Novel takes aim at society's superficialities
Michel Alexandre Salim, Contributor, Jakarta
In his second novel to be published (his debut novel Syrup was only published in the States), Max Barry has taken current societal trends -- consumerism, brand worship and labor market flexibility -- and combined it with the Jeffersonian laissez- faire philosophy of minimal government involvement in the socio- economic sphere to produce a hilarious satirical dystopia.
It is the near future, and in the USA countries -- an agglomeration of most of the non-EU developed world -- a blend of American consumerism and Japanese salary men working conditions applies.
People adopt their employer's name, there are annual wage negotiations, and the current trend of corporate sponsorship of schools have reached a peak with schools being run by the likes of Mattel and McDonald's, with kids adopting their school's name rather than that of their parents.
The plot itself seems simple at the beginning. Nike is launching a new product, the Mercury line, and in an effort to gain street cred, John Nike, VP of Marketing, and John Nike, Marketing Operative, decided to order the murder of 10 teenagers (readers of Naomi Klein's No Logo should feel a sense of deja vu here). Lowly Merchandising Officer Hack Nike got the job, the contract for which he made the mistake of signing before reading it in detail.
Hack, feeling unable to carry out the contract yet afraid of reneging on it, seeks help from the Police, which in this version of the future has also gone private. And here the readers get a taste of how mercenary this dystopia can be: the Police offers to subcontract for Hack!
Unfortunately for Hack, whose misery seems never-ending, the Police is part of a different customer loyalty program from Nike's, and with a trade war about to broil this displeased John (VP), especially since Hack was meant to be the fall guy. John himself is starting to feel the heat, with a government agent, Jennifer Government, hot on his trails.

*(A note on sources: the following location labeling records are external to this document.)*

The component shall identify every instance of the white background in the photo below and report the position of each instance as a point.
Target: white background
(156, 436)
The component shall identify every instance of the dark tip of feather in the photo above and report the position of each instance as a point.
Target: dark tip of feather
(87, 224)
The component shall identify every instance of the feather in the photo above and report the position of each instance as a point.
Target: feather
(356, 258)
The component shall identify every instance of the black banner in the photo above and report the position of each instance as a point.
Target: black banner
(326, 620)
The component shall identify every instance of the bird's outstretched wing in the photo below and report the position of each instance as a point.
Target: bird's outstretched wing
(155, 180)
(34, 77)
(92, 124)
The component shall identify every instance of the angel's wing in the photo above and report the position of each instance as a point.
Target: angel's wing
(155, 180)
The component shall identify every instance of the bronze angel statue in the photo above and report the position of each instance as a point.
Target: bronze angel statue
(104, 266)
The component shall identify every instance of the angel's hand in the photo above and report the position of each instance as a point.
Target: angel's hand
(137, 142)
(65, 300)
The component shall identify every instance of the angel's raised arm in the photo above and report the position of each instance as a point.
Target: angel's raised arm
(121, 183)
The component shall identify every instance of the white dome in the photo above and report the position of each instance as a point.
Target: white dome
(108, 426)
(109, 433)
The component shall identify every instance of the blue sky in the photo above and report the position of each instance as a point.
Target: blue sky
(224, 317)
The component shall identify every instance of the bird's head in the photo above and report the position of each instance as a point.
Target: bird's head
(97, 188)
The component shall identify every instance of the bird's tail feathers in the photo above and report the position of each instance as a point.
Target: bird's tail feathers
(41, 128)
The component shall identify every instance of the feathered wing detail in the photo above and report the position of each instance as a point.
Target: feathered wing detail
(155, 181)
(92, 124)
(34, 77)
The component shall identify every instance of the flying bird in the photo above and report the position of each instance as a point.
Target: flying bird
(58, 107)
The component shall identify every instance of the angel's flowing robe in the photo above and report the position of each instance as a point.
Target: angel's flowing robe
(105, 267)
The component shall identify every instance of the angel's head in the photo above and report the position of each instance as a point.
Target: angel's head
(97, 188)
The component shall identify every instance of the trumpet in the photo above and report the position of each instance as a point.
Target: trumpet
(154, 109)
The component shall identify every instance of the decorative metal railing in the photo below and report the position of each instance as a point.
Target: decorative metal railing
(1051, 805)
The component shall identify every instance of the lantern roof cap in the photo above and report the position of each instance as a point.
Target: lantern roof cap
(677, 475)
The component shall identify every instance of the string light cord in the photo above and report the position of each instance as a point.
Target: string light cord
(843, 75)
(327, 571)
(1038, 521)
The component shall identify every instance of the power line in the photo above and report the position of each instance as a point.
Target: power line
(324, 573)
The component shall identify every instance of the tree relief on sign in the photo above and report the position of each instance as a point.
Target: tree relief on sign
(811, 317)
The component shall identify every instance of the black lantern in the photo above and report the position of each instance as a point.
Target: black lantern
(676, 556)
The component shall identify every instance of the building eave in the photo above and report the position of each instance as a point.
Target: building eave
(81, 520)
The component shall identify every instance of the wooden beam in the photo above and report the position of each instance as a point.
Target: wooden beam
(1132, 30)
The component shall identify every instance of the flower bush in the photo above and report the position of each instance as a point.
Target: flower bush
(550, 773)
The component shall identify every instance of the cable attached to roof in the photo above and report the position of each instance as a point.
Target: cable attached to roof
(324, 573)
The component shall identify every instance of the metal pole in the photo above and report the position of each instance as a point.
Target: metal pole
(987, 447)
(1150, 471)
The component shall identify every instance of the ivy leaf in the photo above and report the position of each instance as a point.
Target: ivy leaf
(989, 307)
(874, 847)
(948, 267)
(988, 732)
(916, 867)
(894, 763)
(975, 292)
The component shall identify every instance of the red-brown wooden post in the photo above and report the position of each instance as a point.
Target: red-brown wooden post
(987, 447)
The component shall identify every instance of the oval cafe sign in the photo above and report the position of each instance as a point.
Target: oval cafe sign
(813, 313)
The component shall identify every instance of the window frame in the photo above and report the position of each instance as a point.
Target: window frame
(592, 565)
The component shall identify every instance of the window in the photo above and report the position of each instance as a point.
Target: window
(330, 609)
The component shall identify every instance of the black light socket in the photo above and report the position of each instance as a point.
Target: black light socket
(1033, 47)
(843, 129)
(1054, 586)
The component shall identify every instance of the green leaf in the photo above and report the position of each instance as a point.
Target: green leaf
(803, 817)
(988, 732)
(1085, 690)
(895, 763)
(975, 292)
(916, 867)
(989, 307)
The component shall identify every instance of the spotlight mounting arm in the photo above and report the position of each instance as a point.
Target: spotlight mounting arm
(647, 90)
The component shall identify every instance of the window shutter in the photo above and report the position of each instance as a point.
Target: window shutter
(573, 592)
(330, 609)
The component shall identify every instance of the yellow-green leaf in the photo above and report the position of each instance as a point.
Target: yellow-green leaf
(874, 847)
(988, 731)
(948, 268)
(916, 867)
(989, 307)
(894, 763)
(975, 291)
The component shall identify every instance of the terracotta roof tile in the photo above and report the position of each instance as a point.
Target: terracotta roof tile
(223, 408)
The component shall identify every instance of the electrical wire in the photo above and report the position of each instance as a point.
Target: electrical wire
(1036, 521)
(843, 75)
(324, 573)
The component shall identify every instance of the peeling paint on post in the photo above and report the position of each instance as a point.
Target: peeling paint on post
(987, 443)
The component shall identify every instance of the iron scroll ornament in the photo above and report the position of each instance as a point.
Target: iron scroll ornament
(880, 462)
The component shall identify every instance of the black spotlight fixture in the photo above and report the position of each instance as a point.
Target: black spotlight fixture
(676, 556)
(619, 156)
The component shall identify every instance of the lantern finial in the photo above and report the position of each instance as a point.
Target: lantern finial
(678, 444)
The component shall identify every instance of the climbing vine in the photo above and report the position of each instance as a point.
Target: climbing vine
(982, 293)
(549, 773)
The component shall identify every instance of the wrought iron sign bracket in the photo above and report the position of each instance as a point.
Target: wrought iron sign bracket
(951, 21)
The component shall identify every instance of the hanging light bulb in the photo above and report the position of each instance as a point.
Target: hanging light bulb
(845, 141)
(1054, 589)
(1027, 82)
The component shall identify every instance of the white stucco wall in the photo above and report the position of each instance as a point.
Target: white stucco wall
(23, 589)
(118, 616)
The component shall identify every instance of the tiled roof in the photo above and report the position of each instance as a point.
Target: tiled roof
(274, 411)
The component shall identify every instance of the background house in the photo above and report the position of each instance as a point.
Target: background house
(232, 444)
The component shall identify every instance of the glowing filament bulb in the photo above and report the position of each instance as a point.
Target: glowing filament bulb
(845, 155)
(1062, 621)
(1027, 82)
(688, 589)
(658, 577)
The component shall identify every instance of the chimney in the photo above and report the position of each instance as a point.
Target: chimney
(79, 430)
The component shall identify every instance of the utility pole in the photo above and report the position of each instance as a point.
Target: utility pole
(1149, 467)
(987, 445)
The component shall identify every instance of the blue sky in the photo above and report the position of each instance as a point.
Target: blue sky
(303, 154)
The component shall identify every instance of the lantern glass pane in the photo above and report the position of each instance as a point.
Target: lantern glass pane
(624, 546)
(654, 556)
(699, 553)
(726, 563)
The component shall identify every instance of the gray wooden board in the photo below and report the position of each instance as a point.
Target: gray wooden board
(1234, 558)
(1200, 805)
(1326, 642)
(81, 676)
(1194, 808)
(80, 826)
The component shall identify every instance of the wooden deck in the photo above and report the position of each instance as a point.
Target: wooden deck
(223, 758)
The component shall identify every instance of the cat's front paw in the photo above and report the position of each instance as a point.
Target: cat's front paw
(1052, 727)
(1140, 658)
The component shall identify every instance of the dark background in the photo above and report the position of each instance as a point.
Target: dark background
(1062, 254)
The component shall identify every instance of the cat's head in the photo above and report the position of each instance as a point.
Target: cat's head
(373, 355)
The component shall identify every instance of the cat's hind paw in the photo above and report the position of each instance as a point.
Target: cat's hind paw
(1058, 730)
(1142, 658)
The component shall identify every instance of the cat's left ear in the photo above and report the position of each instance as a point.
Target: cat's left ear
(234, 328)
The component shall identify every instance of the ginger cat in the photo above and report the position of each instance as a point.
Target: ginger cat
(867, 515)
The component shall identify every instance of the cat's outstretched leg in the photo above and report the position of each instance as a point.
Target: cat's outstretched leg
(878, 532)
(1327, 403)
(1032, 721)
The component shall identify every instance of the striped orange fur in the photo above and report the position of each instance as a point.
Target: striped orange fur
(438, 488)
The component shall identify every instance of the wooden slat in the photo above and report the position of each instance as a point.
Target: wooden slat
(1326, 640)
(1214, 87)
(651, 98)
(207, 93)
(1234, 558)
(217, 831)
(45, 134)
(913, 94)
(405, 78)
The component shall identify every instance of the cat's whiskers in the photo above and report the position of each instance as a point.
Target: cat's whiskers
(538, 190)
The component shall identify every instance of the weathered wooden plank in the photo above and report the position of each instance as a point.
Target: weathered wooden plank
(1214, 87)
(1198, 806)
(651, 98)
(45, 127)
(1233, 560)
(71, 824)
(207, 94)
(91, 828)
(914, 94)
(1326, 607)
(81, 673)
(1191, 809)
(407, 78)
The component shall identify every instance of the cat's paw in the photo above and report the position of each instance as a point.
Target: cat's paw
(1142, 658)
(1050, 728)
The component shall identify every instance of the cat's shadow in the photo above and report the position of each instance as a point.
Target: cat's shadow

A lot of parallels can be drawn between the novel and the real world: the Government agents would be the FBI, while the NRA has taken on the job of today's armed forces. The shamefulness of unemployment and identification of one's life with one's job reminds one of salary men of the past, while the tendency to stereotype foreign cultures is parodied in a scene where Hayley McDonald's does a school project on "capitalizm", claiming that in Europe the emphasis on equality means that were one's brother born blind, one would have to be blinded as well.
Antiglobalization protesters do not escape Barry's satirical touch either, with one of the protesters, Thomas, shouting exaggerated slogans demonizing corporations as long as there is no risk of being caught.
Make no mistake -- while topically it might be compared to George Orwell's 1984 or Aldous Huxley's Brave New World, in character this novel is a complete departure, resembling the works of Voltaire and Balzac more.
Gone is the Big Brother government so familiar to fans of utopian science fictions -- in fact, this different nature of the novel itself is parodied within it, with John (VP) reading a sci- fi novel to while away time and finding himself being disgusted by the unrealistic portrayal of the government as uber-powerful. One finds oneself turning page after page, gripped by the plot development and finding it harder and harder to suppress laughter.
If you have time to read only one novel this month, pick this up -- you won't be disappointed. For as is proclaimed on the back cover, in the hilarious hyperbole of advertising lingo the novel itself parodies, "Jennifer Government is the best novel in the world ever".